The securities market watchdog, Securities and Exchange Board of India (SEBI), met on August 6, 2021 to make amends to regulations governing — Alternative Investment Funds (AIFs). The regulatory changes are said to ease compliance for AIFs while streamlining regulatory practices and enhancing flexibility in investing.
Before we deep-dive into the key highlights of the recent amendments, let’s look at what AIFs are and why we should be paying close attention to them — especially now!
AIFs are vastly different from traditional investments like debt securities and public equities. These funds are privately collected and further invested in infrastructure projects, private equity, venture capitals, hedge funds, etc.
AIFs are typically categorised into three kinds: Category I includes social impact, SME and infrastructure funds; Category II encompasses private equity, venture capital and debt funds; and Category III involves public markets. As of 2021 there are close to 700 AIFs that have maintained a steady growth rate of 15x since 2015 with a whooping INR 4.5 trillion in investments.
Why is this relevant?
The Indian investment landscape has been in overdrive despite the pandemic. The VC funding ecosystem has seen $3 billion in fundraising — a solid 40% more than 2019. Not surprisingly, 2021 witnessed 12 companies achieve unicorn status and several IPO- ready startups. Bottom line: with the robust venture ecosystem of today, AIFs are bound to thrive!
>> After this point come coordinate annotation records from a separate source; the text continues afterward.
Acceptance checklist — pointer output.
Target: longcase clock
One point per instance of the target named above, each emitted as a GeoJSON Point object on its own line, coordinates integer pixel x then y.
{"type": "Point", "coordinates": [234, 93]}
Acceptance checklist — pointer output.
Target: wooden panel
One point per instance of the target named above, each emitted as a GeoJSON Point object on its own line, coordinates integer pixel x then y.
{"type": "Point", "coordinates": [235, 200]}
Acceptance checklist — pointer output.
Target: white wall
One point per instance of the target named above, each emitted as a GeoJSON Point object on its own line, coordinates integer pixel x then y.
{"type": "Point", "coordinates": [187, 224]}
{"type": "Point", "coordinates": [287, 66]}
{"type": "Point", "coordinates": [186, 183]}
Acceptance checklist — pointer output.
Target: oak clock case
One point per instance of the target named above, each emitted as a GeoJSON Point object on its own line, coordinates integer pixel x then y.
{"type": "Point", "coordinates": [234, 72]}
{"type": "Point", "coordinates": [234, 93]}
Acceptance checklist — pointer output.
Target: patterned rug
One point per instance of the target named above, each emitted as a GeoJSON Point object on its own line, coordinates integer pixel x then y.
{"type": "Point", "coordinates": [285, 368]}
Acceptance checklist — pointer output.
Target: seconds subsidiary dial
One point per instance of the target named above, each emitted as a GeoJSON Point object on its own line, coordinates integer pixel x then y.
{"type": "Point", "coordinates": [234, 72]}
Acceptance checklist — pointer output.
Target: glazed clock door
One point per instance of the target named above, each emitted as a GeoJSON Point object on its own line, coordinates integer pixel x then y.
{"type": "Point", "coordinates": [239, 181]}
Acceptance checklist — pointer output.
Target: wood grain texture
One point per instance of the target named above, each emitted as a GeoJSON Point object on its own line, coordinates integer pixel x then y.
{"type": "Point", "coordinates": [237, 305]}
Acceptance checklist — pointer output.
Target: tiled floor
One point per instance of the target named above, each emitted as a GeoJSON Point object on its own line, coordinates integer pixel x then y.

SEBI’s recent regulatory changes could not have been timed better. Let’s take a look.
- For starters, AIFs will have to invest 75% of investable funds in enlisted equity shares and equity-linked avenues of venture capital undertakings/in companies listed/proposed to be listed on a SME exchange/SME segment of an exchange. Additionally, restrictions on investments in the remaining investable venture capital funds have been waived off.
- Secondly, SEBI has maintained that the minimum grant amount of INR 25 lakhs for Category I AIFs (dealing with social venture funds) shall not apply to grants received from accredited investors.
- Thirdly, AIFs can now give away partly paid investment units to represent a part of the total capital committed. Lastly, SEBI requires AIF to file Private Placement Memorandums (PPMs) with registered merchant banks. Simply put, AIFs will have to share particulars like: terms of the offering, investment risks, and details about the company selling securities.
The larger picture looks promising!
According to data collected by SEBI in 2021 AIFs held commitments worth INR 82,228 crores. The prime objective of investors has been to diversify their portfolio and make the most of rapid expansion of tech start-ups and digital transformations triggered by the pandemic.